Gene expression of 3β-HSD1 mRNA in testis
The expression of 3β-HSD1 mRNA in the testis of male rats with testicular dysfunction is presented in Table 2 and Figure 4. The 3β-HSD1 mRNA expression significantly (P<0.0001) decreased in the BPA group compared to the control groups. Conversely, the 3β-HSD1 mRNA expression significantly (P<0.0001) increased in all protected groups (BPA + Pro and BPA + Vit E) compared to both the BPA and control groups.

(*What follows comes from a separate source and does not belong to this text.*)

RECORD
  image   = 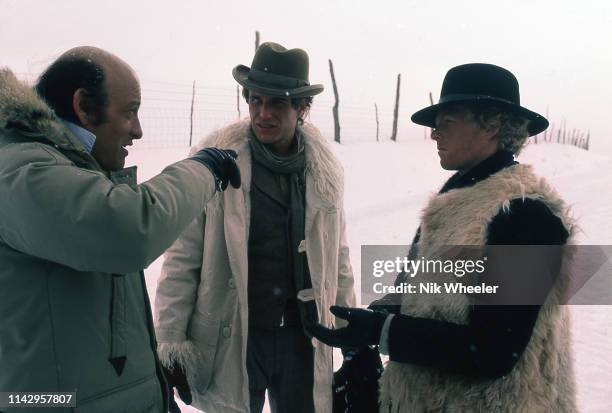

Histopathological examination of testes 
Normal histology of testicular architecture is observed, with seminiferous tubules (black arrow) and Leydig cells (yellow arrow) present in the intra-seminiferous tubule spaces, as shown in Figures 5, 6, and 7. In contrast, the testes of male rats treated with BPA, which experienced testicular toxicity, exhibit histopathological changes, including complete necrosis of spermatogenic cells in the seminiferous tubules, leading to the complete absence of affected seminiferous tubules and the formation of spaces in the testicular parenchyma. Debris from necrotic cells was observed in the spaces of affected seminiferous tubules, as illustrated in Figures 8 and 9. Another histopathological section of the testes from male rats treated with BPA showed necrosis of spermatogenic cells in all seminiferous tubules; however, some spermatogonia were still observed in these tubules. Notably, one of the seminiferous tubules exhibited severe necrosis affecting all spermatogenic cells. However, Sertoli cells (red arrow) did not show any necrosis in the affected seminiferous tubules, as depicted in Figures 10 and 11.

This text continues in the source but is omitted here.